As has been the case lately, stocks rallied a bit in front of the FOMC announcement. In addition to the reminder that the Fed isn’t straying from its course, the bulls had a fair number of positive inputs on Tuesday. First and foremost, the fact that S&P removed Greece’s sovereign debt from their CreditWatch negative list and reaffirmed their BBB+ rating (which remains two levels into the investment grade category) was a clear positive for the market. And while the “outlook” was moved down a notch to negative from stable, the fact that S&P did not downgrade the credit rating at this time was key.

Next up, the weather continues to give the spin doctors an excuse to wave off any bad economic news. Although Housing Starts fell 5.9% in February, analysts decided to focus on the good stuff in the report (Starts actually came in above expectations and the prior month was revised higher) and wait for next month’s data.

In addition, while Senator Dodd’s bill to reform financial regulations surprisingly included the “Volcker Rule,” the assumption in trading circles is that the proposed legislation will have to be watered down if there is any chance of becoming law.

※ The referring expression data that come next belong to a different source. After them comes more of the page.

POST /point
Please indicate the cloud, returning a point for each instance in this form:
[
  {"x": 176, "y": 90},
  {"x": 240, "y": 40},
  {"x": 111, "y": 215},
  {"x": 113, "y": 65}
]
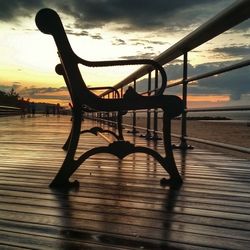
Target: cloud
[
  {"x": 118, "y": 41},
  {"x": 60, "y": 93},
  {"x": 234, "y": 51},
  {"x": 130, "y": 14},
  {"x": 11, "y": 10},
  {"x": 235, "y": 83}
]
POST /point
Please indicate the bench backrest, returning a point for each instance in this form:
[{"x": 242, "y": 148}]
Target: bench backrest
[{"x": 49, "y": 22}]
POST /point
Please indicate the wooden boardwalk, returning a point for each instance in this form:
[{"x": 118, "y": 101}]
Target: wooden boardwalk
[{"x": 120, "y": 204}]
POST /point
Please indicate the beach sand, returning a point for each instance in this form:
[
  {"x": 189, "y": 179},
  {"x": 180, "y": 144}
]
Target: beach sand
[{"x": 232, "y": 133}]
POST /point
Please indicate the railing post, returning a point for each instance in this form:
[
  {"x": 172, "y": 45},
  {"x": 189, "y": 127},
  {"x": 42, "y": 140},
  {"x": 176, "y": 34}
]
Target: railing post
[
  {"x": 148, "y": 135},
  {"x": 134, "y": 131},
  {"x": 155, "y": 135},
  {"x": 183, "y": 145}
]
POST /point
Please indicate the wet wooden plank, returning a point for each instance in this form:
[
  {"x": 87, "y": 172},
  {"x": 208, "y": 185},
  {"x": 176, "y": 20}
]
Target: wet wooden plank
[{"x": 120, "y": 204}]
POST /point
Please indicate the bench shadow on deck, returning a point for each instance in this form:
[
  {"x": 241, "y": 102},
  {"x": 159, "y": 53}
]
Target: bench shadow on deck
[{"x": 120, "y": 204}]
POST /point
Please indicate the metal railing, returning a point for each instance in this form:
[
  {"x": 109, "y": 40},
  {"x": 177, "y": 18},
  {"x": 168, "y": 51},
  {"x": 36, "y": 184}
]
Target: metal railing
[
  {"x": 227, "y": 19},
  {"x": 8, "y": 111}
]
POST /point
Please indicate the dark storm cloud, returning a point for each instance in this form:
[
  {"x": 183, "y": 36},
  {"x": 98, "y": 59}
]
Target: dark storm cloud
[
  {"x": 11, "y": 10},
  {"x": 134, "y": 14}
]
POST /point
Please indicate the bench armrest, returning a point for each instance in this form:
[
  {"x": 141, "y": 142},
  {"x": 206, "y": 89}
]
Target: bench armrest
[{"x": 153, "y": 63}]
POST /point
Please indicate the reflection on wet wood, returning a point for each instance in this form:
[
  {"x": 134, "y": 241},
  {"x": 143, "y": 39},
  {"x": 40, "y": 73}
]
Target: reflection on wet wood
[{"x": 120, "y": 204}]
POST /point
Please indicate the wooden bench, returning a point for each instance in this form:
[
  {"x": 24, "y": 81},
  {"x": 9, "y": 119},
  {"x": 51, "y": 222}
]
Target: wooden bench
[{"x": 49, "y": 22}]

And finally, the semiconductors helped the NASDAQ continue to take a leadership role yesterday as the SOX (Philadelphia Semiconductor Index) bounced an impressive 2.7%. Some positive commentary on Intel (JMP raised INTC’s estimates for both 2010 and 2011) as well as a pre-announcement on earnings from Microchip (MCHP) were enough to attract buyers back into the tech space.

Perhaps the most encouraging aspect of the session was the fact that the S&P 500 was able to “break on through to the other side” of important resistance as the blue-chip index joined the smallcaps, midcaps and NASDAQ in making new highs for this mini bull market cycle. And while the Dow remains 40 points away from the Promised Land on the charts, the fact that the rest of the indices are already movin’ on up leads us to believe the Dow will eventually find a way to join in on the fun.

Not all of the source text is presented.